Man, I gotta tellya, that skirt whupped my butt. The skirt on the extant gown is cut as a full circle. I tried for days to figure out how to do that with the two remaining curtain panels I had, but I just couldn't make it work. In the end, I went with a panel-and-gore skirt, to make the best use of the fabric I had. It means that the skirt isn't as full as I'd have liked, but it still looks and moves great (it's far fuller than it looks in the pics; my dress dummy is perched on the edge of the table, and some of the skirt had to be wadded up underneath it to make it look like it was standing up.

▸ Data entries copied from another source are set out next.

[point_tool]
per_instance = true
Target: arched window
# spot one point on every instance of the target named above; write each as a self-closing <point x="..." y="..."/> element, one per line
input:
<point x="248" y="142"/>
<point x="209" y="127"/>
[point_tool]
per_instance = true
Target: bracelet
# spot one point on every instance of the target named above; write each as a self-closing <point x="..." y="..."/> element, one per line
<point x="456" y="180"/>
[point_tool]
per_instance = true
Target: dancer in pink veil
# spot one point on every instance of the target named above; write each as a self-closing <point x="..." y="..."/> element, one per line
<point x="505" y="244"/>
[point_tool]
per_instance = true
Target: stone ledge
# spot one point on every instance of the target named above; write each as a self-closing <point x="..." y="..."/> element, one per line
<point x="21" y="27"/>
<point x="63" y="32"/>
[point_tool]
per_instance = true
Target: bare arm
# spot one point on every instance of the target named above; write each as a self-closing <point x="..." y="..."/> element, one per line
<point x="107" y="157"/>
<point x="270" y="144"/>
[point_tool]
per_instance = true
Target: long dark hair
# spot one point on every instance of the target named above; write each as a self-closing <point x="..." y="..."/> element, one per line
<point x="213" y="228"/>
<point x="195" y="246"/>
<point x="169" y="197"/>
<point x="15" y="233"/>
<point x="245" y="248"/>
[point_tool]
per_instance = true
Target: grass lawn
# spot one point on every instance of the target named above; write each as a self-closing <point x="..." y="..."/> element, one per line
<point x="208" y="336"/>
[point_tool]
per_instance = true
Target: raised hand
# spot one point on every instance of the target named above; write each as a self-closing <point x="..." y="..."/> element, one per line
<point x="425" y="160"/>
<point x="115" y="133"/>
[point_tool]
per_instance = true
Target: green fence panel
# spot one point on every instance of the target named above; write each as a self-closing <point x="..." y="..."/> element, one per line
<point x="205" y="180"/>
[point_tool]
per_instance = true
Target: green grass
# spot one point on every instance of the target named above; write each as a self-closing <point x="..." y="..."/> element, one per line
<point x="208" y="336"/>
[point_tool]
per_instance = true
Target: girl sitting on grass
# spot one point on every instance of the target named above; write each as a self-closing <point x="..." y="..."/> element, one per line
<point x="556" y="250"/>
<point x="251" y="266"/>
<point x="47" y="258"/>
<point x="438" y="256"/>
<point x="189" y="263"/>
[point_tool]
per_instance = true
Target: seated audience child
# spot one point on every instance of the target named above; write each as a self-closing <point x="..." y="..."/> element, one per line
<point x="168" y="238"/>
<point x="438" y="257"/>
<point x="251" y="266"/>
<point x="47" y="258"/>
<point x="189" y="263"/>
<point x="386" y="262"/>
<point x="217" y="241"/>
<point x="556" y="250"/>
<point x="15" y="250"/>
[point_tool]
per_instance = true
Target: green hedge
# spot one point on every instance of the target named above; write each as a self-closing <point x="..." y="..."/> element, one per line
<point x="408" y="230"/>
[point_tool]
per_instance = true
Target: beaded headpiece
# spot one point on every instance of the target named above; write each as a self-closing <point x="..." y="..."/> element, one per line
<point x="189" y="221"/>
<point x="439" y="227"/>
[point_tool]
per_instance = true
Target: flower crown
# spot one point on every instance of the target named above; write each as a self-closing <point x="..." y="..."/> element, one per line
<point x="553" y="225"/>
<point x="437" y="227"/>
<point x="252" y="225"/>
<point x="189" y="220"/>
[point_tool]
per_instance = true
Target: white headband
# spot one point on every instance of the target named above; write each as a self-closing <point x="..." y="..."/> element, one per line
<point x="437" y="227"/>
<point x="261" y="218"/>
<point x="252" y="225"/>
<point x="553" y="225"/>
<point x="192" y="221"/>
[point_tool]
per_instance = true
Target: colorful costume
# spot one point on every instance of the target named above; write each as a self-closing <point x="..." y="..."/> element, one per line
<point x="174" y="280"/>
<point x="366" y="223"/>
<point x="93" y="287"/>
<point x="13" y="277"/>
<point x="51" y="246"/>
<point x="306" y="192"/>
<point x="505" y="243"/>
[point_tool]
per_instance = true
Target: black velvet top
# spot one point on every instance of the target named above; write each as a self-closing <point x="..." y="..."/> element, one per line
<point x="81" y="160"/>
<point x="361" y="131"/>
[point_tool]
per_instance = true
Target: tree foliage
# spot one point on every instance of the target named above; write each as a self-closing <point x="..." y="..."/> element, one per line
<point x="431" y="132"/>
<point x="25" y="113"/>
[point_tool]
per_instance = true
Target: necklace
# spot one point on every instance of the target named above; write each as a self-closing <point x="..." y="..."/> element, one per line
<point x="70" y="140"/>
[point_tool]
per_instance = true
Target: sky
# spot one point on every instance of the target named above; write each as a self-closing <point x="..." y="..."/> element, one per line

I reeeeally need to get around to building a stand for it!)
The skirt is pleated onto a hidden waistband attached underneath and behind the lower edge of the bodice...
|I wrapped the red printed linen drapery fabric around a core of white upholstery|
canvas, for stiffness and strength - the skirt is reeeally heavy!
There's a split in the front of the skirt - I'd originally wanted to conceal the waistband closure inside a deep pleat, but I didn't have enough fabric to pleat the skirt as fully as I'd wanted to. So I split the front, and edged it in a narrow bias tape; the split sits pretty flat, and is completely hidden by the black belt when I have it on.
|Too much/too thick fabric for pins? Bobby pins. Thanks, Pinterest!|
All in all, though, I really like the way the dress came out. It fits perfectly, and though it's heavy, it moves well, and is really comfortable.
- I ended up not lining the skirt. This dress is heavy enough, I didn't want to add any more weight to it. I also didn't want to add yet another layer to the three I'll already be wearing at the event...which is indoors.
- I added a 3" trim of red upholstery velvet to the bottom of the entire skirt, to soften the lower edge and echo the wide, red silk trim on the neckline and sleeve cuffs.